Import Data from a pdf document

Who has to import data from a pdf document?

Many consulting jobs involve taking data from other systems or webpages as text format downloads in  csv or txt files easily ‘imported’ by Excel by just opening the file and then saving as an Excel file format.  This kind of data import is usually predictable and repeatable and so you can build an application or reliable process around it and even automate it with VBA or the awesome new built-in Power Query functionality in current Excel versions.  Even using Excel’s native and certainly not new Text to Columns functionality (been in Excel since I can remember) under Data and Data Tools on the 2016 Ribbon was a fairly painless manual process and could also be automated using VBA using the macro recorder and some tinkering.  

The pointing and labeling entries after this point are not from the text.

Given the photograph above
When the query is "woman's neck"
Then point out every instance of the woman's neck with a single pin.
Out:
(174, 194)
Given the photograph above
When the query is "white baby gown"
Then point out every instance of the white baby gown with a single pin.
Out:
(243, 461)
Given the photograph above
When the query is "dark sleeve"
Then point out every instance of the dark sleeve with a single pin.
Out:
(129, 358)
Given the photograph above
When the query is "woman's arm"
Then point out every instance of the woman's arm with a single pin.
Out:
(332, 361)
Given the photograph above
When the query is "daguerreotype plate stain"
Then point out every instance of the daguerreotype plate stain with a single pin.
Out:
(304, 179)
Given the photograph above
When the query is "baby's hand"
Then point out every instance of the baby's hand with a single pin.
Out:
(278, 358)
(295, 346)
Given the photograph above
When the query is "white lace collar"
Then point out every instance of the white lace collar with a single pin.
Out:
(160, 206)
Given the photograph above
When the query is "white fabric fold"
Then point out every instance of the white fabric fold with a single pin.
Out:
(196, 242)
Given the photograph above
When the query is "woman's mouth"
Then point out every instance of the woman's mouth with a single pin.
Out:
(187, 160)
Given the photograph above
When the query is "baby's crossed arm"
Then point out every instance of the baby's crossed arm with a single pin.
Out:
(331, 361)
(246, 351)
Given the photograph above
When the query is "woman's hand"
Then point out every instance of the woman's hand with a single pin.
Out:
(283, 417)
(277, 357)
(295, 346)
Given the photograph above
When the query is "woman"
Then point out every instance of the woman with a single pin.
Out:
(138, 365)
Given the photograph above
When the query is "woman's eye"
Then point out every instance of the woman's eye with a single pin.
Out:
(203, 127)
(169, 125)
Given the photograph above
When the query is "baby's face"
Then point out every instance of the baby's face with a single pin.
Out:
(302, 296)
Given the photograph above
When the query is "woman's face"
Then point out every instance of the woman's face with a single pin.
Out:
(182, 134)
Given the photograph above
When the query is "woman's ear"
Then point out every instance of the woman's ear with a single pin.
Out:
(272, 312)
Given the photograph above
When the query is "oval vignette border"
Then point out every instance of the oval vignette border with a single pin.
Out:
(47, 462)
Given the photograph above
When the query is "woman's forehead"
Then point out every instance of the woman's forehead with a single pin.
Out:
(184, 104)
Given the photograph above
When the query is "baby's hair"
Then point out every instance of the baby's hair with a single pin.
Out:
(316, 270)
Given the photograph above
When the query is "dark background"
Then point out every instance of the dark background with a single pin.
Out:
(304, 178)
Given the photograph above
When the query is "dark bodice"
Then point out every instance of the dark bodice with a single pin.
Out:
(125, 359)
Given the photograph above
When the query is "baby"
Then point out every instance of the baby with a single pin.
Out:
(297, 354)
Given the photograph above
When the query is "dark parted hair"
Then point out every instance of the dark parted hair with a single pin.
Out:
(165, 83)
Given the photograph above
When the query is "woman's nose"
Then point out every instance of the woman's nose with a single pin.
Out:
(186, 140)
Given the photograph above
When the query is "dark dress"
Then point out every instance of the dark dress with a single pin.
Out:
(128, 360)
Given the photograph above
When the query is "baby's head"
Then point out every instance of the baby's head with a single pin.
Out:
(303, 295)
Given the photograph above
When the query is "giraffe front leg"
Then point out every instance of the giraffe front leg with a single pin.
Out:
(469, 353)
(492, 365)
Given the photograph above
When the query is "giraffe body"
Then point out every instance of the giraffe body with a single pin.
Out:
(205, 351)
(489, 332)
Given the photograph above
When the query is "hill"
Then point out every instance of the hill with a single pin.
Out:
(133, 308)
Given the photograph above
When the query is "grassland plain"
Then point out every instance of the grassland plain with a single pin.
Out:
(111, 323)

Actually maybe I should briefly mention Power Query in current Excel versions has been renamed Get & Transform and sits modestly under the Data tab in the ribbon.  That was a very straightforward and informative name change from the Microsoft Excel Team (kind of refreshing in this world of spin), but understates how awesome Power Query is and so probably why the original name has stuck with most people.

But sometimes systems only produce PDF reports.  That’s a sticky problem and you can try to use OCR software or specialist conversion software that does some of the job but it’s hard work, usually not repeatable and can’t be automated.

But Matt Allington’s fairly recent post Import Tabular Data from PDF using Power Query is really a clever innovative approach to this common problem centered around saving the document to Word and then saving as a web page and importing it Power Query and then manipulating and cleaning the data from there with Power Query.   A query within Power Query then allows download to your workbook in an Excel table of data.   Really good article as Matt’s always are.

Matt is a passionate instructor in Power Pivot, Power Query and Power BI and I attended his Power Pivot course a few years back which I can highly recommend.  He also kindly invited me to ‘test drive’ his really practical and reasonably priced book Learn to Write DAX: A practical guide to learning Power Pivot for Excel and Power BI”.  It get’s you up and running on Power Pivot and it’s DAX formulas in a very fast, hands on and practical way in a tutorial style format.